React + Elementary Audio = Easy UI development + Powerful audio processing.

Features

  • Node-based patching - Connect audio sources, processors, and outputs visually
  • Real-time audio - Hear changes instantly as you modify your patch
  • Built-in visualizations - Oscilloscope, spectrum analyzer, and level meters
  • Sequencer - Step sequencer with drag-to-edit interface
  • Keyboard input - Play notes with your computer keyboard
  • Preset library - Example patches to learn from and build on

Quick Start

npm install
npm run dev

Open http://localhost:5173

How It Works

Drag nodes from the sidebar onto the canvas, then connect outlets to inlets.
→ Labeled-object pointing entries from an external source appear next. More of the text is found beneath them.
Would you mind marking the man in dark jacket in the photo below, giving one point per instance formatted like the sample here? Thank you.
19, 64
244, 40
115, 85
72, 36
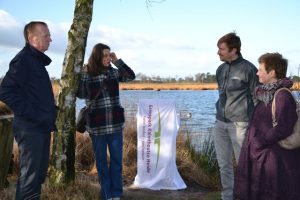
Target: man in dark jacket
27, 90
237, 80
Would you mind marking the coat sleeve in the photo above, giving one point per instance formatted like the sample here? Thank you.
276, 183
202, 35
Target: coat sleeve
82, 91
286, 117
13, 86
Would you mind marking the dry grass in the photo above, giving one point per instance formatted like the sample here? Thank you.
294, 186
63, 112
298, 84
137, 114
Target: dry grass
86, 185
157, 86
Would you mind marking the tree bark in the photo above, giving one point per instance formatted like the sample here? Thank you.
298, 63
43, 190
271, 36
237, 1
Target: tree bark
62, 169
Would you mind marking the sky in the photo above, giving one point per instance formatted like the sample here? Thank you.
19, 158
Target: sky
173, 38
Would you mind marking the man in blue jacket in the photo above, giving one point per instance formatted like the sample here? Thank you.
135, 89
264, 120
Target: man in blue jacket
27, 90
237, 80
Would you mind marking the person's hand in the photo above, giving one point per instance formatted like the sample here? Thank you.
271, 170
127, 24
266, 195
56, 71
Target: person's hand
84, 68
113, 57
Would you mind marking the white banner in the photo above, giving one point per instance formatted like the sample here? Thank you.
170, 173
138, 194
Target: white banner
157, 128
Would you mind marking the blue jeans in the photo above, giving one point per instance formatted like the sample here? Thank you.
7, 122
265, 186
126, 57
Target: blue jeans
228, 139
110, 176
34, 148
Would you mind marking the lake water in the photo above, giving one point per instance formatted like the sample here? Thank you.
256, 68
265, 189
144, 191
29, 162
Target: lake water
196, 108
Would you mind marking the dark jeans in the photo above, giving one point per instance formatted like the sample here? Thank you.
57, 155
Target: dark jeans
110, 176
34, 148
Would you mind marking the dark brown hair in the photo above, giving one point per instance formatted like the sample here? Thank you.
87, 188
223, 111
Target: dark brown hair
30, 27
95, 66
232, 41
274, 61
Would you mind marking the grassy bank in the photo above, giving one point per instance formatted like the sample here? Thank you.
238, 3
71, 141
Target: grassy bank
200, 183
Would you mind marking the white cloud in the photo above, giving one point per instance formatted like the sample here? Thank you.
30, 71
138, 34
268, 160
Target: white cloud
148, 54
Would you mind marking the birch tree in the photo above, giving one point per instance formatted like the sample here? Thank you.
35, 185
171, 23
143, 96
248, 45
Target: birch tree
62, 169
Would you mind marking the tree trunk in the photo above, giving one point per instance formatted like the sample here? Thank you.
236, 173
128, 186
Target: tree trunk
6, 146
62, 169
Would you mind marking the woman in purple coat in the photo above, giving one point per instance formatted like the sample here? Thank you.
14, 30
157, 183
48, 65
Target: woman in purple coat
266, 170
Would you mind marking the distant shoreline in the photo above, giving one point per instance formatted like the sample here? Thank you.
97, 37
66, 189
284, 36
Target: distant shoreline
168, 86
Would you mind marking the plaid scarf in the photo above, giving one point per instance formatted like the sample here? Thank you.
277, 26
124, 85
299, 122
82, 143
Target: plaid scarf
266, 92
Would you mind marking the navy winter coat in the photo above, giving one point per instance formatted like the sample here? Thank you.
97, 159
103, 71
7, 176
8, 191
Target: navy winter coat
27, 90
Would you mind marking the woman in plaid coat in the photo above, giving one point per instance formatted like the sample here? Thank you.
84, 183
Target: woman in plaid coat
106, 119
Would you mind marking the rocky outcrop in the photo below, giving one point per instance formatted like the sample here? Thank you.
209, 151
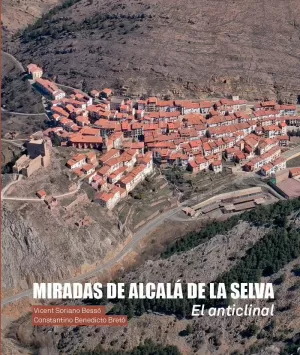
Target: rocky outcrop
39, 245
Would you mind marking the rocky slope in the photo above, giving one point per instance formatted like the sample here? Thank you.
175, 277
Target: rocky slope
178, 47
17, 14
40, 245
210, 335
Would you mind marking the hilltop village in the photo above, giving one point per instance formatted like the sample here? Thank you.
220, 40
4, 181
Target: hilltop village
132, 135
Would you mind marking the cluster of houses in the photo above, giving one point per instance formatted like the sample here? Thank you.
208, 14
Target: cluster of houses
114, 174
190, 135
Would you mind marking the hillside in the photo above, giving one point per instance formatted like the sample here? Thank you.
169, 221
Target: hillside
16, 14
190, 48
268, 238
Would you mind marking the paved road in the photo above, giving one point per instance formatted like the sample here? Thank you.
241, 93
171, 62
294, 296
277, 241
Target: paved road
137, 237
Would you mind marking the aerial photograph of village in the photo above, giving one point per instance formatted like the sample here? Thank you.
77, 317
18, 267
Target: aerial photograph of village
151, 141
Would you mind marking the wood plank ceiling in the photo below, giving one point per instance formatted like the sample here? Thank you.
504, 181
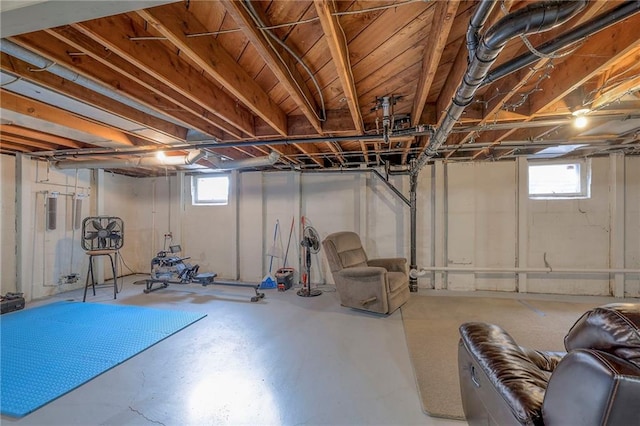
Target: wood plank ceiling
316, 81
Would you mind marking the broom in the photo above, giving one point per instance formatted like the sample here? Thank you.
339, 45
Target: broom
269, 281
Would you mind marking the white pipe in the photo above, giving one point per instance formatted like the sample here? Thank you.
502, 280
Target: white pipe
423, 271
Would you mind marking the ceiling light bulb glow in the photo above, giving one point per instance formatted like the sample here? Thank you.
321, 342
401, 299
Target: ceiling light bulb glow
580, 122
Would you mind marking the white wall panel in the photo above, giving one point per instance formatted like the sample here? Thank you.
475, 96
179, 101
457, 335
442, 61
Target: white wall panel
479, 229
572, 234
8, 224
632, 225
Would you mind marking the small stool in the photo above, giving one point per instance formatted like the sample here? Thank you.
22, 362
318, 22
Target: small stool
114, 267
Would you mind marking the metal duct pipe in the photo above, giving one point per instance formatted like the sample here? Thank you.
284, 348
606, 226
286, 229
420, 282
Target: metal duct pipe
591, 27
269, 160
528, 20
478, 20
152, 161
12, 49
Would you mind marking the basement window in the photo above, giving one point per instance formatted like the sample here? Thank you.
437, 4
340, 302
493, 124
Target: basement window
559, 179
210, 190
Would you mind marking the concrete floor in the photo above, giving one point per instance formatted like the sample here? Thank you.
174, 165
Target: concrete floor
285, 360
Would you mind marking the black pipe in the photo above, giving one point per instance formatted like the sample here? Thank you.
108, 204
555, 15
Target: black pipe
475, 25
591, 27
413, 209
528, 20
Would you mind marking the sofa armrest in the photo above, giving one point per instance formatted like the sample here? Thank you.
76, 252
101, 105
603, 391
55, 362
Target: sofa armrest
363, 272
591, 387
544, 360
391, 264
494, 370
363, 287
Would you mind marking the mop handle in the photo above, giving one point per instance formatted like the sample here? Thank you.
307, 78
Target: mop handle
275, 233
286, 253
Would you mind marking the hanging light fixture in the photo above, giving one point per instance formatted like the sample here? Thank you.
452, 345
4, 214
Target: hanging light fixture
580, 119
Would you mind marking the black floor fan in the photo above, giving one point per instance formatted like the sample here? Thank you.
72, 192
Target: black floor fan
311, 244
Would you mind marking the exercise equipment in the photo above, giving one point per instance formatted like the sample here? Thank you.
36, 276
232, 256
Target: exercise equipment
169, 268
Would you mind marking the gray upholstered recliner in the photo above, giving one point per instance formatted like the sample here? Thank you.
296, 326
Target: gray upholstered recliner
376, 285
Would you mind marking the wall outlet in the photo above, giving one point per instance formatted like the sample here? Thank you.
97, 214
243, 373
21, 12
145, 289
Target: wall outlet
69, 279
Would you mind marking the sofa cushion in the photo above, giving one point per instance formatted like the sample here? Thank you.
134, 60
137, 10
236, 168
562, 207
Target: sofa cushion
613, 328
513, 375
397, 280
348, 250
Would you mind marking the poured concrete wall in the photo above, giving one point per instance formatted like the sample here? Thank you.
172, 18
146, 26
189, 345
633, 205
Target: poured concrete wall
470, 217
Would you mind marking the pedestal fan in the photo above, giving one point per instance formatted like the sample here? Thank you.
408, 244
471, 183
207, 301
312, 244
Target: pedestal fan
311, 245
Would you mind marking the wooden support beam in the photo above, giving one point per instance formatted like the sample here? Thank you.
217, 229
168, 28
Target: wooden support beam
443, 17
42, 111
76, 52
335, 38
29, 142
82, 94
165, 65
274, 55
23, 132
173, 21
610, 96
595, 56
11, 148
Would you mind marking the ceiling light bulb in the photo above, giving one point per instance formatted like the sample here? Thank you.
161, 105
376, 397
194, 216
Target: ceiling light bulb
580, 122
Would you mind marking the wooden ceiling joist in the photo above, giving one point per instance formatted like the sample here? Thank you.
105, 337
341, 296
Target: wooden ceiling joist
278, 60
23, 132
334, 36
208, 54
443, 18
42, 111
92, 61
82, 94
599, 52
115, 34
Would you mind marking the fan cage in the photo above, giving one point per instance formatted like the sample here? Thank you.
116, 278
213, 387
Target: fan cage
102, 233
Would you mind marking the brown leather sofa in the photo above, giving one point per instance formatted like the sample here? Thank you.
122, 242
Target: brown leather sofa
596, 382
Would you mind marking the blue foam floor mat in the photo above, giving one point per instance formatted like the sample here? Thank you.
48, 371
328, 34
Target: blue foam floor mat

Each inlet accepts one connection; outlets can connect to multiple destinations.

Architecture

Each node type is a single file with two exports:

// 1. Descriptor - defines the parameters and audio signal behavior
export const descriptor = {
  type: 'oscillator',
  inlets: { frequency: { default: 440 }, gain: { default: 0.5 } },
  outlets: ['signal'],
  compile: (inputs, nodeId) => {
    // Elementary Audio functions build the audio graph
    return { signal: el.mul(el.cycle(inputs.frequency), inputs.gain) };
  }
};

// 2. React component - renders the UI
export function OscillatorNode({ id, selected }) {
  const { data, updateParam } = useNodeData(id);
  return (
    <NodeCard type="oscillator" selected={selected}>
      {/* Parameter controls, handles, etc. */}
    </NodeCard>
  );
}

The compilation flow:

  1. User edits the graph (adds node, connects edge, changes parameter)
  2. Zustand store updates trigger compileGraph()
  3. Nodes are topologically sorted so dependencies compile first
  4. Each node's descriptor.compile() is called with its resolved inputs
  5. The resulting Elementary Audio graph is rendered to WebAudio

Elementary Audio basics:

Elementary uses a functional approach where you compose audio operations:

el.cycle(440)                    // Sine oscillator at 440Hz
el.mul(signal, 0.5)              // Multiply signal by 0.5
el.add(el.cycle(440), el.noise()) // Mix sine and noise

Functions return node objects that describe the audio graph. The graph is rendered to actual audio samples by the WebRenderer.

Development

npm run dev        # Start dev server
npm run build      # Production build
npm run lint       # Run ESLint
npm test           # Run tests in watch mode
npm run test:run   # Run tests once

See CLAUDE.md for architecture details and contribution guidelines.